First of all, Sexton explains, the word “Oh” has a long history as a literary motif signifying tragedy. The comparison of her mother to a sharp diamond adds a quality of hard and cutting beauty. The word “my” introduces a possessive: Sexton’s mother belongs to her. Yet “Mother” is formal and distancing, thus creating tension. The final exclamation point conveys passion, although it could be read as mocking.
Copernicus immediately grasps the rigor and relentless editing required to achieve such density of meaning.
Now Copernicus produces from his bag an early manuscript of On the Revolutions of the Heavenly Spheres, his magnum opus detailing heliocentric theory. He is embarrassed to be sharing an unfinished, unproven work. Still, he shows Sexton his now famous drawing: eight concentric circles, with the sun in the middle.
“This is lovely,” she says looking over the neat Latin script. “How did you know it’s right?”
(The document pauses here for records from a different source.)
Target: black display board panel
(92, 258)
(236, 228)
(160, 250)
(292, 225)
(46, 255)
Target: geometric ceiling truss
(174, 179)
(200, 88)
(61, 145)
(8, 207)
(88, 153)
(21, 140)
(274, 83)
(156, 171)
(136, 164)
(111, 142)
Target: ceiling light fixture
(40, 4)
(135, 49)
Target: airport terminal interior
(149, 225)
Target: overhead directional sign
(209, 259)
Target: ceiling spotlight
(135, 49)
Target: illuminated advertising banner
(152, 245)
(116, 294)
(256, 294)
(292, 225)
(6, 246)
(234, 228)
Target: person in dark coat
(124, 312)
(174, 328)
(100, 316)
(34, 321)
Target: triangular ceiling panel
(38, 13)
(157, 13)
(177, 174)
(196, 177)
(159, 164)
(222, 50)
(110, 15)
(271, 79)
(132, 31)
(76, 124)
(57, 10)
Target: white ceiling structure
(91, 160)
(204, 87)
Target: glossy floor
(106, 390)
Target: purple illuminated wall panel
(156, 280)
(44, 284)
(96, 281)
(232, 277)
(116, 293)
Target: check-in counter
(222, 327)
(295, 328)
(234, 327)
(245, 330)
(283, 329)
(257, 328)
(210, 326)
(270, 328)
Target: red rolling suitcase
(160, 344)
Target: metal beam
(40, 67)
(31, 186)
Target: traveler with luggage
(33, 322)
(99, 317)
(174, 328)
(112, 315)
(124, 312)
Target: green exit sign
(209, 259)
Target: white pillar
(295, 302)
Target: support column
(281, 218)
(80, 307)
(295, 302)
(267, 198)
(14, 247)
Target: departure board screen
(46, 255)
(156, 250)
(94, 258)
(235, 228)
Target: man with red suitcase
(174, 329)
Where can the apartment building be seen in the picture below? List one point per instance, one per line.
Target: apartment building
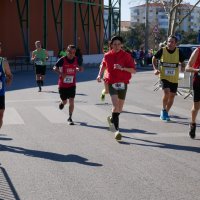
(158, 16)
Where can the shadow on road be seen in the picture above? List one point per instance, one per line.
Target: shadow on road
(49, 155)
(7, 190)
(149, 143)
(26, 79)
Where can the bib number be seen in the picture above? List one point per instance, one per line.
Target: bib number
(38, 62)
(169, 72)
(68, 79)
(118, 86)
“Parallax,” he says. “Hold your arm straight in front of you, thumb pointing up. Close one eye and block a beer bottle with your top knuckle at the end of the bar.” She does. “Now switch which eye is open and which is closed, without moving your thumb. Can you see the bottle now?” She does.
“It’s all about perspective. From Earth, yes, everything seems to move around us. But that does not make it true.”
Then he produces his list of formulas to calculate the orbits of other planets. First is d=Dsin𝜃, where d is the orbit of an inferior planet, and D is the earth’s orbit or one AU. Sexton is out of her field of expertise. But as she listens to Copernicus, she understands this work is a thing of beauty. Solving an equation is simple. Creating one—in this case, an equation that presumes Earth as one of eight planets orbiting the sun, and asks the orbital period of each— is the real feat.
The Merriam-Webster dictionary defines imagination as “the act or power of forming a mental image of something not present to the senses or never before wholly perceived in reality.” Sexton’s great subject is herself. Much of what she explores in her poetry has been “present to the senses.” Her job is to ponder, probe, and record. But Copernicus has no concrete perceptions to draw on. Standing on Earth, the ground does not seem to move. He cannot see, even through a telescope, the planets orbiting the sun. He, not Sexton, had to create and define a new perspective, one never “wholly perceived in reality.”
And so Sexton and Copernicus part, each having realized their respective disciplines are not intellectual opposites. Instead, like the circular scale of political ideology, they meet in extremity. Both conjure new meanings by arranging letters and numerals in a precise form, respecting the laws of nature, bringing clarity to the world.